WARNING: Aboriginal and Torres Strait Islander viewers are warned that the following may contain images, story and voices of deceased, by and about persons. Discretion advised.
17 July 2020 // William Bates
William Charles Bates (1950-2017) was born in Wilcannia, in far west New South Wales. A Barkandji man, he grew up on the town's mission and left school in his early teens to work as a farm labourer. Skilled with traditional hunting knowledge, he would regularly provide traditional food for family, community and friends.
In the early 1980s, he began mobilising local Indigenous communities, preparing to launch a campaign to have local land handed back to traditional owners. In 1983, Bates led the Mutawintji blockade, which resulted in the NSW Government closing off sacred sites to the public and the eventual handing over of the national park to traditional owners.
It took 15 years of campaigning, but eventually in 1998, Mutawintji was returned to its traditional owners, with the government leasing the park back.
Bates went on to help establish the Western Aboriginal Legal Service, the first NSW Indigenous legal service to be based outside Sydney, and being nominated as the first western region councillor with the NSW Aboriginal Land Council.
He was a councillor on the Central Darling Shire, led numerous rallies and blockades in western NSW and in Sydney, and was instrumental in the purchase of many properties in the far west by local land councils.
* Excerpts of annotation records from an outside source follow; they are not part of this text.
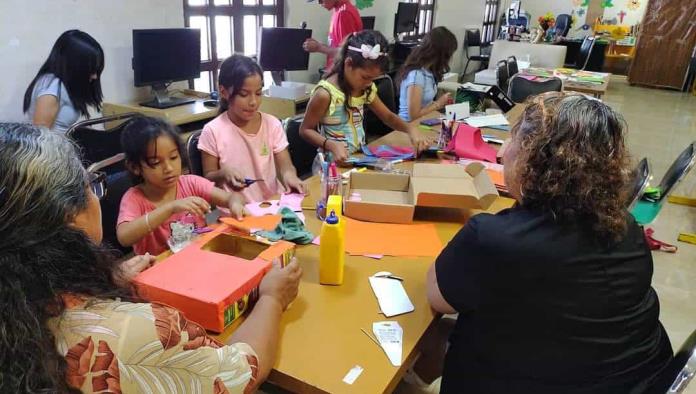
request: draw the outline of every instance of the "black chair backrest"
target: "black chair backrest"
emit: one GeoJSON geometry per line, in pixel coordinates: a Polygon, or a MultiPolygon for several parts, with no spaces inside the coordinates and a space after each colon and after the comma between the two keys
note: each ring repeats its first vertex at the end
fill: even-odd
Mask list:
{"type": "Polygon", "coordinates": [[[192,174],[203,176],[203,158],[198,150],[198,140],[201,138],[201,130],[189,136],[186,141],[186,155],[189,157],[189,170],[192,174]]]}
{"type": "Polygon", "coordinates": [[[560,92],[563,89],[563,81],[560,78],[549,78],[545,81],[530,81],[522,76],[514,76],[510,79],[508,96],[516,103],[524,102],[530,96],[545,92],[560,92]]]}
{"type": "Polygon", "coordinates": [[[498,87],[504,92],[507,91],[507,83],[510,76],[508,75],[506,60],[499,60],[495,65],[495,77],[498,87]]]}
{"type": "Polygon", "coordinates": [[[517,67],[517,58],[514,56],[509,56],[508,57],[508,77],[512,78],[515,74],[517,74],[520,69],[517,67]]]}
{"type": "Polygon", "coordinates": [[[578,62],[575,67],[584,70],[587,67],[587,62],[590,60],[590,54],[592,53],[592,48],[594,48],[595,38],[593,36],[587,36],[582,40],[580,45],[580,51],[578,52],[578,62]]]}
{"type": "Polygon", "coordinates": [[[650,181],[650,162],[648,158],[644,157],[633,170],[633,180],[631,182],[631,190],[628,196],[628,211],[633,209],[633,206],[640,200],[643,195],[645,188],[648,187],[648,181],[650,181]]]}
{"type": "Polygon", "coordinates": [[[300,136],[300,125],[302,124],[303,116],[296,116],[285,120],[285,134],[288,137],[288,152],[292,164],[297,170],[297,176],[301,179],[308,178],[312,175],[312,163],[317,155],[317,148],[305,141],[300,136]]]}
{"type": "Polygon", "coordinates": [[[556,17],[556,37],[565,37],[570,31],[572,17],[568,14],[560,14],[556,17]]]}
{"type": "MultiPolygon", "coordinates": [[[[127,120],[137,116],[136,113],[126,113],[115,116],[105,116],[103,118],[87,119],[75,123],[66,131],[66,135],[75,141],[82,151],[82,159],[89,165],[109,157],[113,157],[122,152],[121,133],[128,123],[127,120]],[[108,123],[120,122],[117,125],[103,129],[94,126],[107,126],[108,123]]],[[[109,166],[105,172],[112,173],[124,170],[125,167],[109,166]]]]}
{"type": "Polygon", "coordinates": [[[696,141],[677,156],[660,181],[660,198],[665,198],[684,179],[696,162],[696,141]]]}
{"type": "MultiPolygon", "coordinates": [[[[385,74],[375,79],[375,85],[377,86],[377,96],[384,105],[390,111],[397,112],[396,88],[391,77],[385,74]]],[[[363,127],[366,135],[385,135],[392,131],[391,127],[384,124],[369,108],[366,108],[364,112],[363,127]]]]}

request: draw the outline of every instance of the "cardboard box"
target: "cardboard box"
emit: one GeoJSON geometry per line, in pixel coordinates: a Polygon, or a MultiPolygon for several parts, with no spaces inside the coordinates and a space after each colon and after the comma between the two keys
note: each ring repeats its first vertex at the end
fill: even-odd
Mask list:
{"type": "Polygon", "coordinates": [[[222,332],[258,298],[258,285],[274,259],[287,264],[295,245],[274,245],[225,232],[195,242],[134,280],[138,294],[184,312],[205,329],[222,332]]]}
{"type": "Polygon", "coordinates": [[[344,215],[380,223],[411,223],[416,206],[486,209],[498,198],[480,163],[418,163],[412,175],[354,172],[348,188],[360,201],[346,200],[344,215]]]}

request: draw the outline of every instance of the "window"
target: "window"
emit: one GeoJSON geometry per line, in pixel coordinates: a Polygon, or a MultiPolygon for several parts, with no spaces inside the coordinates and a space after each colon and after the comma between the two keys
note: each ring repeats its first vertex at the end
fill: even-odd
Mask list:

Significantly, the now ubiquitous catchcry "Always Was, Always Will Be, Aboriginal Land", stems from one of the many trips to a property the land council would later purchase with his father Jim Bates. The story goes;
"Jim Bates, William's dad, got more excited as we came closer to Tibooburra and started talking about his land...William said, 'Dad, it's not your land anymore, whitefellas own it' and Jim said, 'No, they only borrowed it; always was Aboriginal land and it always will be'. William adapted that thought, screen-printing it on posters and t-shirts in the early 1980s.
A shining beacon of hope in the Indigenous land rights movement, both in his local community and nationally, he was a prolific fighter for Aboriginal people in the fields of social justice, law and justice and land rights.
Bates' ultimate priority was always clear — restoring land to its traditional owners and protecting and restoring Indigenous culture. He passed away in 2017 in Adelaide at the age of 66 after being diagnosed with multiple myeloma, a type of blood cancer, more than nine months prior.